Saturday, October 19, 2013

eye of the buck




 






eye of the buck
opening slowly from inside
its prickly pod

When I was growing up, we lived for some years in Ohio, the Buckeye State. The lawn behind our house sloped down to a woods that bordered old railroad tracks. A short walk down the tracks was the "bum's house," an abandoned concrete shell with empty windows, the walls covered with graffiti, and on the floor a blackened spot from cooking fires.
          We had our own fire pit in our little parcel of the woods, surrounded by logs for sitting around the fire at night, watching the orange sparks fly up from the flames to join the stars peaking through the tree canopy, roasting marshmallows for s'mores and telling tall tales. Sometimes we threw buckeyes in the fire, daring each other to eat the roasted nuts. We saw squirrels eating the raw nuts, but they knew how to chew through the pink outer layer, which is very bitter, to the white inner heart. Once, I tried doing what I heard that the Native Americans did, roasting, mashing and grinding the seeds into a meal which for porridge, but it was not very satisfying.
          During the afternoons and on weekends we ran around in our woods playing games.
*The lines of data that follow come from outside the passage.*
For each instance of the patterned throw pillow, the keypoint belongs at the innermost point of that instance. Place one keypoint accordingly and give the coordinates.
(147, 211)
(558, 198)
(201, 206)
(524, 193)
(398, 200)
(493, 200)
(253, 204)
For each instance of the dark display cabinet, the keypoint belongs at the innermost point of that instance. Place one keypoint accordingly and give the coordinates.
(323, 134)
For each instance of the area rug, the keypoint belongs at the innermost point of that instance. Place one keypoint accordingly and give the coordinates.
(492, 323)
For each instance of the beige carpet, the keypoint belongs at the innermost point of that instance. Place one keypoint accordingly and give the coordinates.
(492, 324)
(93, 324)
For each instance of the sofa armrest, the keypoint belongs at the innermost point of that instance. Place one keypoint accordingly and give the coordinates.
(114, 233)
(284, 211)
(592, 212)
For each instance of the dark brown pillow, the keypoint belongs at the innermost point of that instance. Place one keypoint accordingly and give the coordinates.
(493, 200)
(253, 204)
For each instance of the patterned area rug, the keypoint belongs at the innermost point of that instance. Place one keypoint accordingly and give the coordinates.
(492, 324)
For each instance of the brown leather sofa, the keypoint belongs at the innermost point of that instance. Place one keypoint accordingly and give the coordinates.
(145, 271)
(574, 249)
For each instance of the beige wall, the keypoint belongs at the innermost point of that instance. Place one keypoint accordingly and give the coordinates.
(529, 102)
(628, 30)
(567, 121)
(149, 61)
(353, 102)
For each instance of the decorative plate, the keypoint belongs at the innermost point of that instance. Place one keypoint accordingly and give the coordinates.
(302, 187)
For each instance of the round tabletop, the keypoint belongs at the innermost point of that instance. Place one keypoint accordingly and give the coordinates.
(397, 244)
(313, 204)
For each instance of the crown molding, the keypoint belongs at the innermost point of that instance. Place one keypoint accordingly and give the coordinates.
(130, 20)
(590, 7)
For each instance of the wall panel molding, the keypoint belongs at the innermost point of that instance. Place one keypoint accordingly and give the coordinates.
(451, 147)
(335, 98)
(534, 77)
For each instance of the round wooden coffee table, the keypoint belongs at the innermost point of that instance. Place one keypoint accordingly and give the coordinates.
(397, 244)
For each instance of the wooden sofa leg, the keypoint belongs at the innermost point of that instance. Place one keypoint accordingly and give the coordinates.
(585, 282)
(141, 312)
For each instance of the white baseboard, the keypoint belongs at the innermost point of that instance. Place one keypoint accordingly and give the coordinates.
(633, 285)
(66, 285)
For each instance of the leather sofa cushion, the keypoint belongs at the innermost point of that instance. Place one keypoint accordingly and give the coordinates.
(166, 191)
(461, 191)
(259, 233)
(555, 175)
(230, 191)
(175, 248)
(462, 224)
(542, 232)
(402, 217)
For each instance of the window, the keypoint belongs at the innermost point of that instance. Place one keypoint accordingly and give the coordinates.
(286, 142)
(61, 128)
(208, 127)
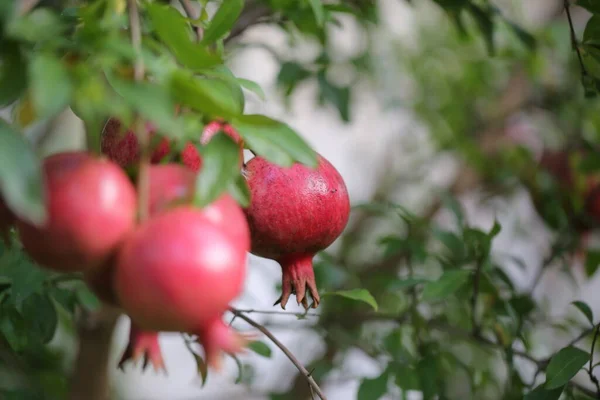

One of our favorites involved buckeyes. The equipment was simple, but took some time to construct. In early autumn, when the buckeye trees dropped their seed pods, the greenish-gold, leathery husks would split open, revealing one or sometimes two glossy, chestnut brown seeds with a pale circular "eye" that looks like the eye of a buck. Everyone carried a favorite buckeye for good luck, and just for the marvelous feel of the smooth orb. But for this game you searched for the biggest buckeye you could find, through which you drilled a hole and tied one end of a long string through the hole.
          The game consisted of two kids bashing their buckeyes together with the goal of breaking the other buckeye. If you did, you got to add that "coup" to your buckeye. If you broke a buckeye that already had a total coup of seven, then you got to add seven strikes to your buckeye. It took a good deal of mind-body coordination to get two flying objects to connect, and we learned from experience about momentum, velocity, vectors and what happens when two bodies collide. Sometimes the collision involved the other person's arm or hand, but that strike didn't count and could result in your friend holding a strike against you, which was another kind of lesson.
          I still like to collect buckeyes in the fall, but now I leave them in their shells and put them in a bowl on the dining table so I can watch the spiny husks slowly open like eyelids, revealing shiny dark brown eyes.